In 2022, ensuring best-in-class Data Management is anything but straightforward for CIOs and IT leaders. The volume, variety, and velocity of data being collected have grown exponentially, as has the number of cloud solutions that require the use of this data without your direct control. To be successful, you must enable your organization to leverage this data fully, and choosing the right partner requires thoughts about security, scalability, and future-proofing. 

Cloud solutions offer a host of exciting possibilities that CIOs can use to advance the commercial goals of the business. For example, applying AI to internal and external data sets to help business leaders set smarter pricing, sales, and other commercial strategies and deploy them in real time in all channels as market conditions change. Yet, these advanced applications are increasingly hosted outside of a company’s firewall and often require access to sensitive customer, product, and transaction data. When engaging with a potential vendor, it can sometimes be difficult to peel back the marketing and sales vernacular to truly understand if the platform can grow with your company while keeping your data highly secure. 

With the workforce more distributed than ever, organizations are processing more data in more locations, which has caused an increase in vulnerability attack surface. Cloud-based platforms often have the ability to take advantage of scalability and security features like DDOS protection or autoscaling, but not all solutions take advantage of these capabilities. This may be why the State of Security 2021 report by Splunk found that “49% of organizations say keeping up with security is harder than it was two years ago – especially in a multi-cloud world,” and “78% of security and IT leaders worry that they’ll be hit by a SolarWinds-style attack.”

Clearly, it’s more important than ever to be constantly up to date on Data Management best practices. In this article, I’ll share three areas to explore that can help put IT leaders and CIOs on the path to success before signing off on new software that requires access to company data. 

Question No. 1: Can the vendor ensure that my data is secure? 

Business process data is invaluable to companies and working with a cloud-based software vendor may be the first time a company’s data would be living outside its firewall. Cloud infrastructure offers a lot of ways to protect customer data, but not all vendors approach security in the same way. Here, it’s important to probe into precisely how the vendor secures the data with some precise questioning, such as: 

• How is my data secured from internal and external actors? 
• How is my data encrypted at rest and in transit?
• What sort of access controls are in place to prevent unauthorized access? 
• Is there any comingling of my data with other customer data? 
• Are there proper security mechanisms like key management including rotation of keys in place? 
• Is my data protected and accessible in case of a data center outage? 

With these initial questions, IT leaders can begin to understand the security posture of the provider. It’s critical to understand this early on in discussions to be confident that your data is secure, and that the solution is resilient in the event of an outage. 

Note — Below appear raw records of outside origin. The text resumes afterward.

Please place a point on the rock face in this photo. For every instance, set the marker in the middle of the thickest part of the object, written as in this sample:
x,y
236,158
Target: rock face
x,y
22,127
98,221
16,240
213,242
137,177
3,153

Question No. 2: What is the scalability of the vendor’s platform?

As companies look to scale, they need to be confident that the cloud vendor can flexibly match their desired growth rate. Over time, the amount of data will grow larger and more complex. What I’ve observed is that, as it does, the traditional approach of building enterprise applications as monoliths becomes problematic to scale to ever-growing data sets. With a rigid monolith, tasks like independent scaling of components, high availability by distribution across data centers, and horizontal scaling of infrastructure are not possible and limit the ability of the application to scale to meet the needs of the enterprise. 

Here, seek to understand if the solution can scale with the growing needs of your business. Dig into if and how the solution scales to support more and more data and users to the applications. Does it require bigger and bigger hardware, or can it scale out to distribute the workload? How does the application handle an exponentially increasing number of API calls as digital channels grow? Can the application support differentiated data sets from numerous sources in various formats in a seamless and scalable way? 

Question No. 3: How future-proof is the vendor’s platform?

With more cutting-edge technology continuing to hit the market, cloud vendors must prove capable of leveraging new tools in an easy-to-use manner. Is the solution built in a modular fashion to easily incorporate these new technologies and stay at the forefront of the advancements, for example, in AI, data processing, and analytics fields?  Does the solution integrate with commercial execution platforms such as CRM, CPQ, ERP, eCommerce, etc., in a flexible API-driven way to continue to adapt to changes? How easily does the new application, for example, in the case of Data Science and AI that generate insights with robust analytics, take advantage of existing open-source and commercial solutions for processes such as workflow and reporting, and can it adopt new solutions easily? 

Conclusion

With the incredibly fast pace of innovation, IT leaders and CIOs are increasingly asked to vet cloud-based software solutions. Knowing the right questions to ask is critical to ensuring that data is secure, the investment is sound, and that any chosen solution can evolve and scale to meet business requirements. This list isn’t exhaustive, but it should set companies on the right path to ensuring digital integrity, security, and scalability.